Will not work the same way with software. The scope is far too large and dynamic. Software is much more diverse and complex and advances much more rapidly.
Airplanes have been solving the same basic problem for decades, getting incrementally better at it year by year. A flight simulator running on a desktop computer is one example of one piece of software that could get incrementally better year by year. Meanwhile new software solving new problems is released all the time. Designing laws to account for that is difficult and very dangerous.
The FAA model might work well for specific software systems but is no silver bullet.
Good point; however, the basic construction of airplanes has remained the same since 1967. Software, unfortunately, changes constantly. Software engineers have become very talented at what does stay constant (just as aerospace engineers have) -- e.g. languages -- however, it is likely the always-evolving libraries and paradigms that cause most problems.

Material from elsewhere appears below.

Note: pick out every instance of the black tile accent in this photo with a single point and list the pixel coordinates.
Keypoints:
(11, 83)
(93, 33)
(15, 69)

This is his conclusion, and it's bullshit. Most software engineering failures result from the violation of known principles; basically, calculated risk-taking in a cost-sensitive industry where lives (usually) aren't at stake. Accumulating more and more engineering knowledge won't change that.
Really, just open your ears on any software engineering project and you'll hear that "accepted principles" are routinely ignored. A month ago I heard someone say, quite upset, "We're supposed to be in testing right now, but we're still in development!" because QA uncovered a bunch of bugs that needed to be fixed by developers. Clearly that person sees testing as a joke, a pious fraud, that isn't actually supposed to catch any bugs. Usually most bugs missed in development are released to production and fixed later. Catching more bugs than usual in QA, thanks to an enthusiastic and zealous QA engineer, was a blow to the schedule and will probably result in the project being perceived less favorably than if QA had done a sloppy job. Bertrand Meyer is kidding himself if he thinks engineering knowledge is the cure for this kind of disease.
EDIT: Stepping back, I guess the cost and embarrassment of a mandatory investigation would serve as a deterrent. But the knowledge gleaned from such investigations would be depressingly mundane.